Article Date: 7/1/2005

lessons learned
Strange Things Happen

Think you've had some unusual patients? You're not alone!

My buddy and I are deer hunting," said the emergency cell phone call to a physician, "and he just fell over. I think he's dead. What should I do?"

"First you need to make certain he's dead," replied the M.D. There was silence for a bit, and then he heard the sound of a gun shot.

"Okay. What next?"

As you know, lots of strange things happen in doctor's offices. You may be interested in hearing some examples that show you're not the only one to suffer such.

The bottom line

"One of my patients memorized the tiny line at the bottom, describing the chart's source, of an acuity chart before I came into the exam room," said University of Alabama at Birmingham's Dr. Joe Benjamin. "When I eventually asked her to read the smallest line of print that she could, I was momentarily astounded when she answered, 's-c-h-o-o-l-o-f-o-p-t-o-m-e-t-r-y', since it was about one fifth the size of the 20/20 letters.

Another couple of strange responses came to me from Dr. John Muellerleile:

"These glasses are so good, I can read the ear tags on my neighbor's cows!" a pleased patient reported to him.

"Any surgeries?" he asked a male patient during case history. "Yes. I had a hysterectomy," the man replied. He of course meant he'd had a vasectomy.

The whole state?

"I was taking a case history on a new patient who wears RGPs," reports Dr. Jack Hauler. "He said the lenses were very uncomfortable. I asked him if they're Boston lenses. He said, 'I don't know, but it feels like the whole state of Massachusetts is in there!'"
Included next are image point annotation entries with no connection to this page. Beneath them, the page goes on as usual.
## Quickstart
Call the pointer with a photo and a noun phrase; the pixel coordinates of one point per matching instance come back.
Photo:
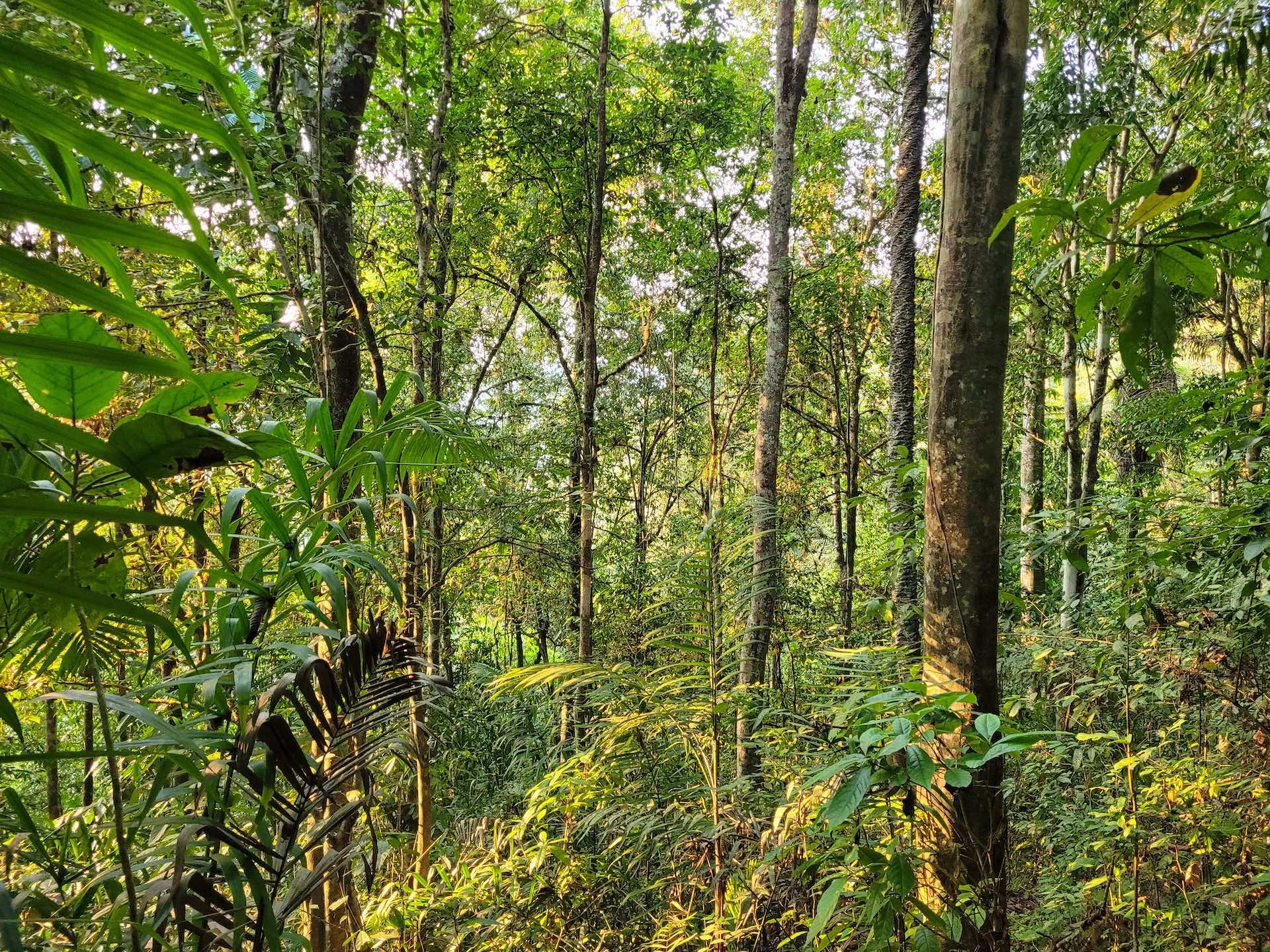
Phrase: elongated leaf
(26, 424)
(51, 278)
(1086, 151)
(37, 347)
(33, 117)
(60, 590)
(825, 908)
(16, 178)
(132, 33)
(847, 799)
(99, 226)
(154, 446)
(65, 387)
(40, 504)
(102, 84)
(143, 715)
Dr. Bob Koetting had a man cut down a tree in his parking lot. When he thanked the man, he replied, "I chop down a tree in the tradition of George Washington. He didn't like what the birds were doing to his car either."

Changed appearance

A local physician, Dr. Joel Todino, tells me of a nice-looking buxom lady who came in for examination. She was instructed to go into one of the exam rooms, take off her clothes and jewelry, and put on a paper gown. When he came in the room later, he couldn't believe it was the same woman. She was flat chested, no teeth, missing her wig, and looked entirely different than the good-looking woman who had entered the room.

Which reminded me of a story in Favorite Jokes of Mountain Folks in Booger Hollow, the book I wrote with a friend:

"Cousin Mary Ann went to the sheriff las week to tell him her husband wuz a'missin'. The sheriff sez, 'You'll hav to give me a description uf him.'

"Well," she sez "he's little 'n skinny 'n wrinkled 'n bald 'n wears false teeth. Cum to think uf it, most uf him wuz missin' fore he wuz!!!"

A little early

When I asked Dr. Todino for permission to use his name when telling the story, he said it was okay since the lady in question was now deceased. I couldn't resist telling him that this reminded me of still another story:

A lady died and appeared at the Pearly Gates to seek admission. "You're not due up here until four years from now," said St. Peter.  "You certainly must have had a lousy physician!